We have long criticized marchers for damaging small businesses, burning their own neighborhoods, while ignoring that police and politicians tried to control where protests were held and used force to keep people in their neighborhoods.
Reporters, politicians, and police would ignore all the research of large crowd dynamics, and blame the crowd for doing what large groups of angry people do when pressed – fight back.
In the US we started to assume it was the protester’s job to stay nonviolent in the face of extreme police response during the 1960’s and 1970’s when the civil rights and antiwar movements showed it was possible. It is also important to remember that while there were amazing peaceful protests in that period, there were also large riots, rebellions, and general civil unrest. We remember the great example set an inspired few, not the larger contexts of events that unfolded.
Just because we want large protests expressing anger at our government to be nonviolent that does not mean we can reasonably expect every group to manage the needed level of organization and training to make that possible. We have a paid, trained, group of people we already expect to show up for these events – why don’t we assume they are going to help make sure these events are empowering expressions of our first amendment rights? Why do we assume that the unpaid citizens exercising their rights need to be able to handle situations that police cannot?
Currently our police are badly trained at de-escalation, even though it’s been shown to keep them safer. That training will cost money, but we could cover that by cutting funding of unneeded weapons like armored personnel carriers. I know some people who can run that kind of training – trust me they would do a lot of training for the annual maintenance budget on one of those things.
Yes, being a police officer is hard. I agree with the many officers complaining that we expect them to do all kinds of things they shouldn’t be asked to do because yes they need better solutions around them. And of course they should expect they will come home safely at the end of their shifts. But just because a job is hard, and can be dangerous, does not make it okay to do the job badly – in fact that seems like an argument to do the job well.
The flaws in our system are not the fault of individual officers – no one officer can reform the system (although any one of four police officers could have saved George Floyd’s life by stopping his murder).
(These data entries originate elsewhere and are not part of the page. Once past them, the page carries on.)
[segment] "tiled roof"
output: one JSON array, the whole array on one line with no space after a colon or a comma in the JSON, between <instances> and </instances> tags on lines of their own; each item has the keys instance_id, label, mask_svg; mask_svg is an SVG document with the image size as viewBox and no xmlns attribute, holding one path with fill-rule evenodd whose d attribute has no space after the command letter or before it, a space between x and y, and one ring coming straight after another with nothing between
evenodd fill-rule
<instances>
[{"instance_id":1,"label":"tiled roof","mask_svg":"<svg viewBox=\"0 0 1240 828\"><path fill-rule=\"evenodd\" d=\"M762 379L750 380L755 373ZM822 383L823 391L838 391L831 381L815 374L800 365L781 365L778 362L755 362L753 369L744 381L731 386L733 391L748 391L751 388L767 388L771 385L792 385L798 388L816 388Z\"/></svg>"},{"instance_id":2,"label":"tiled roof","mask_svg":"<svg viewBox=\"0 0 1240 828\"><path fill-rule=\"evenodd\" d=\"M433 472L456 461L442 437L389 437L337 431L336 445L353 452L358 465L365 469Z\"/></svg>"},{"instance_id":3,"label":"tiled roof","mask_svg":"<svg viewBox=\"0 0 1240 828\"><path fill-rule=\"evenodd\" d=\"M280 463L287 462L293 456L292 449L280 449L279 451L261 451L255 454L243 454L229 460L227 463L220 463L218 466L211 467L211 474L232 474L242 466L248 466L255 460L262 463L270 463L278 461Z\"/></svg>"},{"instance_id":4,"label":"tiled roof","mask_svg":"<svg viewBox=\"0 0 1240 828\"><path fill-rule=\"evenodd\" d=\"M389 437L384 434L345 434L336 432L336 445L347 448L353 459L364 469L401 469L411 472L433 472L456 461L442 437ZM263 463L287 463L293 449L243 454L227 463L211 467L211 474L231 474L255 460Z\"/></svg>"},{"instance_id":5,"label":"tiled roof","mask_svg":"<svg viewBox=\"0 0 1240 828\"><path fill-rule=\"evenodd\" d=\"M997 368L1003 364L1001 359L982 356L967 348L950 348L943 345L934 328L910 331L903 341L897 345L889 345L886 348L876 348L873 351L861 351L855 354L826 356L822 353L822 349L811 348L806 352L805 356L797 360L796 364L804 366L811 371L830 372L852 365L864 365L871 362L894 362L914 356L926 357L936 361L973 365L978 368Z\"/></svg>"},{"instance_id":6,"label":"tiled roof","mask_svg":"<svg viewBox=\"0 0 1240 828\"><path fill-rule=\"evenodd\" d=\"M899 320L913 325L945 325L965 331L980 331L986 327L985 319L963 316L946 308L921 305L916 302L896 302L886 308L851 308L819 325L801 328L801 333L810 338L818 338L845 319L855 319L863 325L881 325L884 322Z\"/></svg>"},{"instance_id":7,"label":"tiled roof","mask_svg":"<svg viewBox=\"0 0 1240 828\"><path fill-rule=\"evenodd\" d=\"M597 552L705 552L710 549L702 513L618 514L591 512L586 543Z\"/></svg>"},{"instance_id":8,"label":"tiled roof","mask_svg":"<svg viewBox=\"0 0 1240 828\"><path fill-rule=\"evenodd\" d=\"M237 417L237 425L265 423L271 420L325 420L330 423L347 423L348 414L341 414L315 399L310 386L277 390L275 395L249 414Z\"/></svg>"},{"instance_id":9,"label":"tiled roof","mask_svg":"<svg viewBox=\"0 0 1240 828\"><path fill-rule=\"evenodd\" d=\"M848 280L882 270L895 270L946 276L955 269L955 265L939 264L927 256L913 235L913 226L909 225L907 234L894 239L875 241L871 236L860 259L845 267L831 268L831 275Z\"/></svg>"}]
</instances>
No one mayor, police chief, nor any one person has the power to make the kind of change we need to make our communities safer for everyone in them. Everyone is responsible for their own personal behavior, but dismissing gross misconduct including murders as the acts of a few “bad apples” instead of recognizing that they are part of a system that our society built is an injustice in itself.
The system is well past needing simple reforms being debated in Washington and many state legislatures. Maybe if we’d really reformed things after the police riots of the 1960’s, when departments were smaller and officers less protected from consequences, we could have used incremental measures. Now we need drastic sweeping changes. We need to understand that Camden, NJ’s choice to disband and rebuild their department was a first step that shows you’re serious but doesn’t mean you’ve made enough progress. After you totally reboot you still have to be ready to totally rebuild.